Literature DB >> 36012247

Web-MCOT Server for Motif Co-Occurrence Search in ChIP-Seq Data.

Victor G Levitsky^1,2, Alexey M Mukhin¹, Dmitry Yu Oshchepkov¹, Elena V Zemlyanskaya^1,2, Sergey A Lashin^1,2.

Abstract

(1) Background: The widespread application of ChIP-seq technology requires annotation of cis-regulatory modules through the search of co-occurred motifs. (2)
Methods: We present the web server Motifs Co-Occurrence Tool (Web-MCOT) that for a single ChIP-seq dataset detects the composite elements (CEs) or overrepresented homo- and heterotypic pairs of motifs with spacers and overlaps, with any mutual orientations, uncovering various similarities to recognition models within pairs of motifs. The first (Anchor) motif in CEs respects the target transcription factor of the ChIP-seq experiment, while the second one (Partner) can be defined either by a user or a public library of Partner motifs being processed. (3)
Results: Web-MCOT computes the significances of CEs without reference to motif conservation and those with more conserved Partner and Anchor motifs. Graphic results show histograms of CE abundance depending on orientations of motifs, overlap and spacer lengths; logos of the most common CE structural types with an overlap of motifs, and heatmaps depicting the abundance of CEs with one motif possessing higher conservation than another. (4) Conclusions: Novel capacities of Web-MCOT allow retrieving from a single ChIP-seq dataset with maximal information on the co-occurrence of motifs and potentiates planning of next ChIP-seq experiments.

Entities: Chemical

Keywords: chromatin immunoprecipitation with massively parallel sequencing; co-binding of transcription factors; composite elements; motifs conservation; overlap of motifs; transcription factor binding sites; transcription factors binding sites prediction

Mesh：

Substances：
Transcription Factors

Year: 2022 PMID： 36012247 PMCID： PMC9408884 DOI： 10.3390/ijms23168981

Source DB: PubMed Journal: Int J Mol Sci ISSN： 1422-0067 Impact factor: 6.208

1. Introduction

Commonly, two or more transcription factors (TFs) work coordinately to induce transcriptional change [1]. At the genome level, this leads to composite elements (CEs) as specific overrepresented combinations of two motifs in regulatory regions of genes.
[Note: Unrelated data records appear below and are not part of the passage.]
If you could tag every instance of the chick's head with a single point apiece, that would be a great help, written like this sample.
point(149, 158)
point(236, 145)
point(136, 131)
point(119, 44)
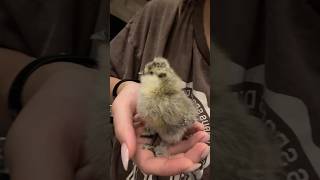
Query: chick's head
point(159, 77)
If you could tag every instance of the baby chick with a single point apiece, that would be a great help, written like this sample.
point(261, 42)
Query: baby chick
point(163, 106)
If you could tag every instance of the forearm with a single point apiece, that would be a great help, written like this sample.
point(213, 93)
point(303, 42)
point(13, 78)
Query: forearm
point(45, 139)
point(114, 81)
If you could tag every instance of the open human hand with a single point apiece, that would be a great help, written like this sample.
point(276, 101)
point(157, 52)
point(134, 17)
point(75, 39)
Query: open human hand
point(185, 156)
Two motifs may overlap each other, or a spacer separates them [2]. Chromatin immunoprecipitation followed by massive sequencing (ChIP-seq) specifically for given cells, tissue type and condition maps peaks in a genome and motivates the genome-wide search of binding sites (motifs) not only for the target (Anchor) TF but also for co-binding (Partner) TFs. Several recently developed databases provide uniformly processed genomic profiles for thousands of ChIP-seq experiments [3,4,5]. Widespread direct interactions of many TFs with DNA in chromatin cause the significant overrepresentation of their motifs in deduced peaks. Conventionally, a de novo motif search [6,7] may define among them the motif of Anchor TF, but the enrichment of other motifs only point to many possible Partner TFs. Thus, the CE search task for ChIP-seq data consists in the detection of overrepresented motifs of Partner TFs located nearby the Anchor motifs. The web tool SpaMo represented the first approach to detect the motif co-occurrence in a single ChIP-seq dataset [8]. It searched CEs only with spacers, though later studies indicate that CEs with overlaps of motifs are much more common than CEs with spacers [9,10]. Another approach [11,12] revealed CEs with spacers and overlaps of motifs through the analysis of a special benchmark collection of multiple consistent ChIP-seq datasets. Unfortunately, due to the impossibility of many datasets being included in such consistent collections, this approach has not been widely applied and it was not implemented as a web tool. Accordingly, up to now, there are no web tools for predicting the significantly enriched co-occurrence of overlapped and spaced motifs in a single ChIP-seq dataset (Table 1).

Table 1

Comparison of various tools for prediction of CEs in ChIP-seq data.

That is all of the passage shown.